Furthermore, are they also aware that the decomposing moringa and corn cob can release foul-smelling gases, making the area unpleasant?

And last, do they know visible floating debris and murky water can be unattractive and reduce the recreational value of the water body?

Has the project thought about ways to deal with these likely situations?

Peer-reviewed?

With findings being touted as a breakthrough, I expected to find a journal supporting it, but my investigations have found that, it has not undergone any peer review process yet.

I therefore ask, with the country’s focus on finding evidence-based solutions to clear our water bodies of pollutants, why is there a rush to put it in the public domain?

A household solution for now

Based on my synthesis of available research, it’s evident that Moringa seed extract is an effective natural coagulant capable of significantly reducing turbidity in various water samples.

I side with MIIF/ UMaT’s study that the reduction in turbidity is substantial, ranging from 80% to nearly 99.5%, but of course, it’s dependent on the initial water quality and the concentration of the Moringa seed powder used.

However, Moringa's application is not without challenges.
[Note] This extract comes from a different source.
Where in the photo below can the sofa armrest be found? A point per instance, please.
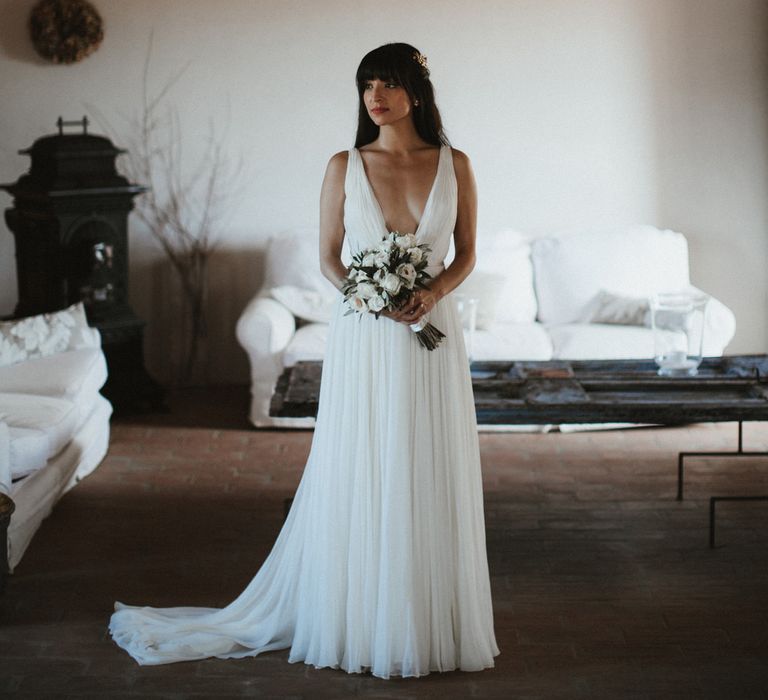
(265, 327)
(719, 325)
The varying nature of water sources and the requirement for precise dosing call for further research and development to optimize its use in different contexts. Just imagine the extent of pollution and availability of Moringa seed powder.

It's quite unfortunate how my inquiries for the past weeks have yielded no response. It's also very unfortunate how a well-known technology could be repackaged to seem novel and claimed to be feasible on a large scale, when in reality, it’s more of a household solution for now. The adjectives may be numerous, and the science may be sound, but the application is questionable.